Since March, you have endured the suspension of visits, reduced phone call schedules due to physical distancing and cleaning requirements, schedule changes, housing changes, program suspensions and extremely limited movement. Some have been endorsed for other institutions or programs and have not been able to transfer. At institutions that experienced outbreaks, you’ve gone through even more. All this is coupled with the worry you have for your health and that of your peers and loved ones. California Department of Corrections and Rehabilitation (CDCR) has lost 32 people to this disease – I extend my sincerest condolences to their family, friends, co-workers, and communities.
To continue to effectively fight this virus, we must create more space in our prisons, both to expand physical distancing to slow COVID-19’s spread and to ease some of the immense challenges staff face every day. To do this, CDCR is expediting some releases and exploring other options.
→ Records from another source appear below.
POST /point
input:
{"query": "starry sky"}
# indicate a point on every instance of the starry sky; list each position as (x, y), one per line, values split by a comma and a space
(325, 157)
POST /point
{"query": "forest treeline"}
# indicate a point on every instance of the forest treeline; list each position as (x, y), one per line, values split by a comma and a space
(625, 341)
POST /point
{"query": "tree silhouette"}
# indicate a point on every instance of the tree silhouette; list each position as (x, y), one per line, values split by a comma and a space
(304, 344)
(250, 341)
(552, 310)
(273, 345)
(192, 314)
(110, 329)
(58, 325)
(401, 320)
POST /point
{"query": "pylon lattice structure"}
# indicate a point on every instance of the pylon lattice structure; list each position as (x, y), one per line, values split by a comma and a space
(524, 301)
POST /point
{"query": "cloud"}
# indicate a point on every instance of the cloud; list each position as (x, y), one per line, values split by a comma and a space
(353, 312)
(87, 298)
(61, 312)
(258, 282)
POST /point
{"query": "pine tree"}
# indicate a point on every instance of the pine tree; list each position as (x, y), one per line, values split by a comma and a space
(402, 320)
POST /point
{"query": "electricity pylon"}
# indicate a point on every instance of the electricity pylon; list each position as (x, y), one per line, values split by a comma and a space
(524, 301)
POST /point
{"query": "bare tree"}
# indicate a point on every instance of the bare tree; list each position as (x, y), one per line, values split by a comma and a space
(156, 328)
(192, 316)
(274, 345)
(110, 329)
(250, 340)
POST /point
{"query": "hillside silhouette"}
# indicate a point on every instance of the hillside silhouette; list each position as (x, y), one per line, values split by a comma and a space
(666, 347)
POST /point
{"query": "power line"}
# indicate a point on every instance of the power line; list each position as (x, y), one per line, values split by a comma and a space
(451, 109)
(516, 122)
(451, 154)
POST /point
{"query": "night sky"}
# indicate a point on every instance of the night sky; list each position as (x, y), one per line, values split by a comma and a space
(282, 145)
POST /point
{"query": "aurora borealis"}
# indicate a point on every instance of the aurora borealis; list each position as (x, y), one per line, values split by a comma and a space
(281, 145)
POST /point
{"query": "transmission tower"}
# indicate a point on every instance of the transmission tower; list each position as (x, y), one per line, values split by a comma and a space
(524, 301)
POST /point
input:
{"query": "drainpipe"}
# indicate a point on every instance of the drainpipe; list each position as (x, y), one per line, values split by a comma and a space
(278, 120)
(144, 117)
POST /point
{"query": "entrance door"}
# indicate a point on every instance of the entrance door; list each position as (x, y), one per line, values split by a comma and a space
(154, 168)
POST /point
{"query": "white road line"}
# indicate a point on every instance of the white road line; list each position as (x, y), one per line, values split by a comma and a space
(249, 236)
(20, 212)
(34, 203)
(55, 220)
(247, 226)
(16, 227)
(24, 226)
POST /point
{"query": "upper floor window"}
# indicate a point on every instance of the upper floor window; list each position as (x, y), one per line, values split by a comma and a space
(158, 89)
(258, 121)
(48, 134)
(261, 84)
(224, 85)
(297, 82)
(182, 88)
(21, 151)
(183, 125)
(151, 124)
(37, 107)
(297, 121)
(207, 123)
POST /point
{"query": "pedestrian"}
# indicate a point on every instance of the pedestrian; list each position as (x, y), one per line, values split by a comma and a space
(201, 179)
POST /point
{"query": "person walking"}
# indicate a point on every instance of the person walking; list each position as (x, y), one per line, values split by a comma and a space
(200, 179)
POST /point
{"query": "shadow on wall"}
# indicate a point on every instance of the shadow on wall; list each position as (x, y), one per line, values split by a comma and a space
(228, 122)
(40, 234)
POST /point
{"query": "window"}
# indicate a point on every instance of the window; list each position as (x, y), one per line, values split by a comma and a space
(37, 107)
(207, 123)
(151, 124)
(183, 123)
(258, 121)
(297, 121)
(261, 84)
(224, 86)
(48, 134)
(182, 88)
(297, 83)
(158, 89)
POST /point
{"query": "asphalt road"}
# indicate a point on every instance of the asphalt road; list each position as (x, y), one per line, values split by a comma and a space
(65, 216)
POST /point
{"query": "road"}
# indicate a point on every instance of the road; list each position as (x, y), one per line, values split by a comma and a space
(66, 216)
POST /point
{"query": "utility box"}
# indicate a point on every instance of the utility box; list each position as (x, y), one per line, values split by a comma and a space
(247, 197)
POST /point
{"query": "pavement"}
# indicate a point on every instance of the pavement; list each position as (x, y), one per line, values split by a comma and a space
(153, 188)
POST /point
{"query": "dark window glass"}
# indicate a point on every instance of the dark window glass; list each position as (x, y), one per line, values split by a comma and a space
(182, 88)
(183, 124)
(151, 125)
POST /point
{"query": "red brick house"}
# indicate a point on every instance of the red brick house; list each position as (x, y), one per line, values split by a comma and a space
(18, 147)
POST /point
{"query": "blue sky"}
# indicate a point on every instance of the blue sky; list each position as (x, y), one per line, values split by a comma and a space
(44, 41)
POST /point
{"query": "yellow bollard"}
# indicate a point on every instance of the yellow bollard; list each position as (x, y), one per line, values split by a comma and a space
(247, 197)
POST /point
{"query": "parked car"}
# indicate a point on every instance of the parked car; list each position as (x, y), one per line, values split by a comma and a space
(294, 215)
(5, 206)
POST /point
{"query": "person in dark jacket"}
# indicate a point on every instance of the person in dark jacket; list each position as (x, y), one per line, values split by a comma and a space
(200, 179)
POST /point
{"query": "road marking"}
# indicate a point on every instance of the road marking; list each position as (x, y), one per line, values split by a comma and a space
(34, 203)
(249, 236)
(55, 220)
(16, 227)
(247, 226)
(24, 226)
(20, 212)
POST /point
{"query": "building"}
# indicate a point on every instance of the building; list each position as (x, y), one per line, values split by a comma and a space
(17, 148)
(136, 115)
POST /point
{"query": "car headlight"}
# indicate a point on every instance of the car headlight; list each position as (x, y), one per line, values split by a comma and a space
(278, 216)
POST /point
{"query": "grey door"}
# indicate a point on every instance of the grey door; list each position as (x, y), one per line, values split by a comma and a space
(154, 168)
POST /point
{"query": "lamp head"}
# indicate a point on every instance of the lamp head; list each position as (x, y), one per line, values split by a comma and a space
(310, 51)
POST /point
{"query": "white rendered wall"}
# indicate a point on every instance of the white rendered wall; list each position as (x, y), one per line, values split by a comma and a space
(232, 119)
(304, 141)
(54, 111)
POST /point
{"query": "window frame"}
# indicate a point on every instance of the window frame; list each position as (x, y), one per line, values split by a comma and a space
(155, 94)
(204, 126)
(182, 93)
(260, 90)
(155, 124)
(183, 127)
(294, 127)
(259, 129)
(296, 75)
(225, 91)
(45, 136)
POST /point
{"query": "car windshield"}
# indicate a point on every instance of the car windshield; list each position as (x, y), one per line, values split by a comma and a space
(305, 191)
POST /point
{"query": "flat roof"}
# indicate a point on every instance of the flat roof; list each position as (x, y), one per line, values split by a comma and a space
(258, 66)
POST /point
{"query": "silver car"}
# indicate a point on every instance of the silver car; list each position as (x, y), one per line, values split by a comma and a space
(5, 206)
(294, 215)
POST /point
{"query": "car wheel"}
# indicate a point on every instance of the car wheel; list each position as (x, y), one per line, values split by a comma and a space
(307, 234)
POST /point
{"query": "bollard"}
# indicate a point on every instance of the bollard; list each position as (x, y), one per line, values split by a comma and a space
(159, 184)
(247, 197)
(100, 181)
As part of those efforts, and to recognize the impact on programs and credit earnings during the COVID-19 pandemic, I announced today the CDCR will implement Positive Programming Credits (PPC).
This credit will provide 12 weeks of credit to everyone in CDCR custody, except those found guilty of a serious rules violation between March 1, 2020, and July 5, 2020. PPC will be awarded under the existing “Extraordinary Conduct Credits” in Title 15, which authorizes the Director of the Division of Adult Institutions to award credit to an incarcerated person who has “provided exceptional assistance in maintaining the safety and security of a prison.” As this authorization exists in state law and therefore does not require a regulation change, we must follow the exclusions outlined in the law, which means those serving life without the possibility of parole and people who are condemned are not eligible for credit-earning.
These credits are expected to be applied by August 1, 2020. For those whose Earliest Possible Release Date will be reached once the credit is applied, we expect releases to begin in August following normal processes outlined in Title 15.
While this will in no way make up for the multitude of changes and impacts to your lives this pandemic has necessitated, I hope it will play a part in recognizing your sacrifice and the role you continue to play in keeping the institutions safe and peaceful, which enables staff to focus on providing care to those who are ill. We cannot get through this without your understanding, patience, and support. Your efforts are appreciated.